Irit Rahamim said she never considered canceling her wedding after a gunman burst into the Tel Aviv seafood restaurant where she and her friends were having the bachelorette party. In those terrifying moments, she called her fiance and said goodbye.

The couple took special precautions for the wedding, however. Rahamim had her bridal gown blessed against the evil eye. Bassis, the groom, laid on the security: Men with Secret Service-style wires coming out of their ears mingled with the guests. Guards searched women’s evening bags at the entrance, and men were asked to check their weapons.

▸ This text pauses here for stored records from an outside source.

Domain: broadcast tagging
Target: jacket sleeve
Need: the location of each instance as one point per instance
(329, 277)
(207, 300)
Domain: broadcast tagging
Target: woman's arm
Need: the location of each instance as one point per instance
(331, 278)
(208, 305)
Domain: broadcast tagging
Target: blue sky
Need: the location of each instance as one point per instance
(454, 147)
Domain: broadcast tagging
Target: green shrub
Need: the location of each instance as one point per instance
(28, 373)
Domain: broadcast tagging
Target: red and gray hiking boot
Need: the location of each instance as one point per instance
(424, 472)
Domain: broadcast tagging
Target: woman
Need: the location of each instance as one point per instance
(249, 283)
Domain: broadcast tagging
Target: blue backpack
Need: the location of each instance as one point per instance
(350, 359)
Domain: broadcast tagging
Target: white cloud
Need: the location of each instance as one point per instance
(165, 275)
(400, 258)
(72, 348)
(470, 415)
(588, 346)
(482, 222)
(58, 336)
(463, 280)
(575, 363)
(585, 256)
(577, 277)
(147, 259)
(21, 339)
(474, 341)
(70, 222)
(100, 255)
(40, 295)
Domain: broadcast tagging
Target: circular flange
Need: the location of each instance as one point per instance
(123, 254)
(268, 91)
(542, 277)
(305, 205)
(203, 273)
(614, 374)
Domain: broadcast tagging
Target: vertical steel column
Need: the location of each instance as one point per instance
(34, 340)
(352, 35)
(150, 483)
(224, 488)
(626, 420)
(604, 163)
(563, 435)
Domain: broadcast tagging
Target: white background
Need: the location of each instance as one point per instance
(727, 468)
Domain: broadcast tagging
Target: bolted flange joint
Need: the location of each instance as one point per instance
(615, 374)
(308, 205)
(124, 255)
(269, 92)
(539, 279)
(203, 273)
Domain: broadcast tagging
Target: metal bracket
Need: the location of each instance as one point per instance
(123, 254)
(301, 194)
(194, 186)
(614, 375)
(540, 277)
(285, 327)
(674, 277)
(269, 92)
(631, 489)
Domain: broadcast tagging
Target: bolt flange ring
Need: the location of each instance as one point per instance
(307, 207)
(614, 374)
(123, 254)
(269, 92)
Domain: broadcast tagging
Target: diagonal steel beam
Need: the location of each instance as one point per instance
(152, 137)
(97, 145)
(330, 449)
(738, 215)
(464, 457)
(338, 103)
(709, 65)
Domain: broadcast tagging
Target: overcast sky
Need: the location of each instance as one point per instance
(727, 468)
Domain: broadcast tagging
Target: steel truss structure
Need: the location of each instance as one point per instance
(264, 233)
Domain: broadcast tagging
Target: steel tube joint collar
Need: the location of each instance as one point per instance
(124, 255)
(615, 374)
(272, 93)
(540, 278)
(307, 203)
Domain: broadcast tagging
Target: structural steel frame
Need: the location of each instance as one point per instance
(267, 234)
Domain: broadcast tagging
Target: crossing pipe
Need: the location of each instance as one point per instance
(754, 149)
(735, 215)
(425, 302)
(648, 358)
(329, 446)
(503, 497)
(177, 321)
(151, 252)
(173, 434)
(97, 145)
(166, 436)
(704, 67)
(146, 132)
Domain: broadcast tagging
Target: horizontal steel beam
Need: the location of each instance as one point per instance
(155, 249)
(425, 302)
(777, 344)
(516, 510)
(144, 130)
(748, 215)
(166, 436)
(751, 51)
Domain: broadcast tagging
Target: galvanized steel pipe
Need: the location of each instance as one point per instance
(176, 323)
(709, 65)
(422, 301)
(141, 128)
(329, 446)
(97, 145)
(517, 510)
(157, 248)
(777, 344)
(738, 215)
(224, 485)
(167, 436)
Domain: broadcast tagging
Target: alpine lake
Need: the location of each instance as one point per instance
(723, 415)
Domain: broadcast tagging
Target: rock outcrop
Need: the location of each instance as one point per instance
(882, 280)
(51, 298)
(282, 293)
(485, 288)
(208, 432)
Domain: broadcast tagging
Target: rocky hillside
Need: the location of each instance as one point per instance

Carmit Nuna, Rahamim’s best friend and a fellow dancer, came to the wedding to perform as part of the entertainment. She too had survived the shooting that night in Tel Aviv: She heard the pop of the first shot, then someone pulled her to the floor. Moments later, the glass behind where her head had been shattered into bits.

Nuna said she was determined “to go on.” But she was afraid.

“I’ve stayed at home ever since it happened,” she said. “I can’t go out. Every time I hear something, I think it’s a gun.”

A self-described party animal, Nuna was sticking to the sidelines at this party.

Rahamim was determined to be happy.

“God performed a great miracle for me by saving me and allowing me to stand under the huppah,” or wedding canopy, she said. “I feel sorry for those killed and wounded, but I must rise up and go ahead with my wedding, because God gave this to me.”